The reason for this, I think, is because a lot of times I try and fight my feelings without even realizing it. Using the specific example of OCD-related feelings, there’s an immediate feeling of “Something bad is going to happen, I better do something about it, I have to get rid of this feeling.” So to be able to step back and say: “Hey. I feel really, really uncomfortable right now” and just think about that for a minute before acting is rather liberating. I’m not saying it’s always easy to do, especially with OCD. But just thinking, “I’m angry” or “I’m sad” helps a lot. There’s a natural inclination we have to dislike anger and sadness, but properly placed anger and sadness can actually be a good thing, so I think it’s really important to address the feelings that we have, right when we have them. Just like when we go through grief when dealing with the death of a family member. Not only is it OK to feel sad at that time, but it would be pretty weird NOT to. So there is definitely a place for sadness, and not just when something terrible happens, but for smaller bad things as well.
Now, this can kind of be obsessive too, so one has to be careful with this. Because also with OCD, because of the feeling of “I have to do something about this RIGHT NOW!!” I have to remember the other key part of this system: not only to acknowledge the feeling, but JUST acknowledge it, and JUST think about it for a minute before acting. Or a few minutes. However long I can delay acting, with OCD, is usually better. And sometimes with OCD, success is simply putting off a compulsion rather than not doing it at all. Baby steps.

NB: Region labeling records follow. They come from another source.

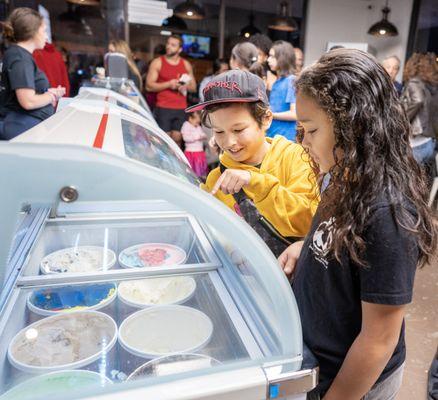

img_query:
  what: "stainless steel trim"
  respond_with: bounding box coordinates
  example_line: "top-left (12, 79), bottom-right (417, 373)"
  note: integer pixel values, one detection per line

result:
top-left (208, 271), bottom-right (263, 359)
top-left (17, 263), bottom-right (217, 287)
top-left (69, 366), bottom-right (266, 400)
top-left (187, 214), bottom-right (222, 267)
top-left (264, 364), bottom-right (319, 399)
top-left (0, 208), bottom-right (50, 310)
top-left (49, 211), bottom-right (189, 223)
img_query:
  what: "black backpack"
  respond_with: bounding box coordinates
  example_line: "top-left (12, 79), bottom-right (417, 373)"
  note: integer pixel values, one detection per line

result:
top-left (219, 164), bottom-right (301, 257)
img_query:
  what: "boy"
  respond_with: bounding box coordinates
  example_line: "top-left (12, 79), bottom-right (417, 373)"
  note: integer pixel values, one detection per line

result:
top-left (186, 70), bottom-right (318, 250)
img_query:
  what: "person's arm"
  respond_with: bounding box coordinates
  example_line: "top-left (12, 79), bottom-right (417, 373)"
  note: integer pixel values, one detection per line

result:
top-left (323, 302), bottom-right (405, 400)
top-left (244, 145), bottom-right (319, 237)
top-left (146, 58), bottom-right (180, 92)
top-left (184, 60), bottom-right (196, 92)
top-left (211, 144), bottom-right (318, 237)
top-left (323, 205), bottom-right (419, 400)
top-left (278, 240), bottom-right (304, 278)
top-left (15, 88), bottom-right (58, 110)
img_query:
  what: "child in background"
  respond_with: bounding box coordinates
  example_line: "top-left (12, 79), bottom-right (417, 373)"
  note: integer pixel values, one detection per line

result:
top-left (181, 112), bottom-right (207, 178)
top-left (187, 70), bottom-right (318, 254)
top-left (279, 49), bottom-right (437, 400)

It may not work for everyone, but lately I find myself engaging in small “exercises” to encourage myself to be open to the inherent uncertainty and imbalance we all encounter in life. One of these is purposefully wearing mismatched socks in a very obvious way (as I am doing tonight). If I wear a perfectly matched outfit, I’m more inclined to frequently check and see if my socks are pulled up all the way/folded evenly/at the same height. Looking back on it, I’ve even purposefully mismatched my shoes in years past, probably for the same subconscious reasons. Another thing I used to do was to purposefully hang crooked pictures on the wall — this was my way of taking charge of the fact that a picture I unintentionally put up crooked would bother me. If I did it on purpose, I took control of the situation, and was not as bothered. That doesn’t mean it’s about control, though, so much as awareness and acceptance. While I admit I can be controlling at times, I don’t think this is a major facet of my personality.
Are there any “exercises” you all do to combat your OCD? I can’t do the same thing with my tics, because of the intense physical discomfort I experience from not doing them. But because OCD is about mental rituals, I can assist myself in “thinking” myself free by doing these little things more often.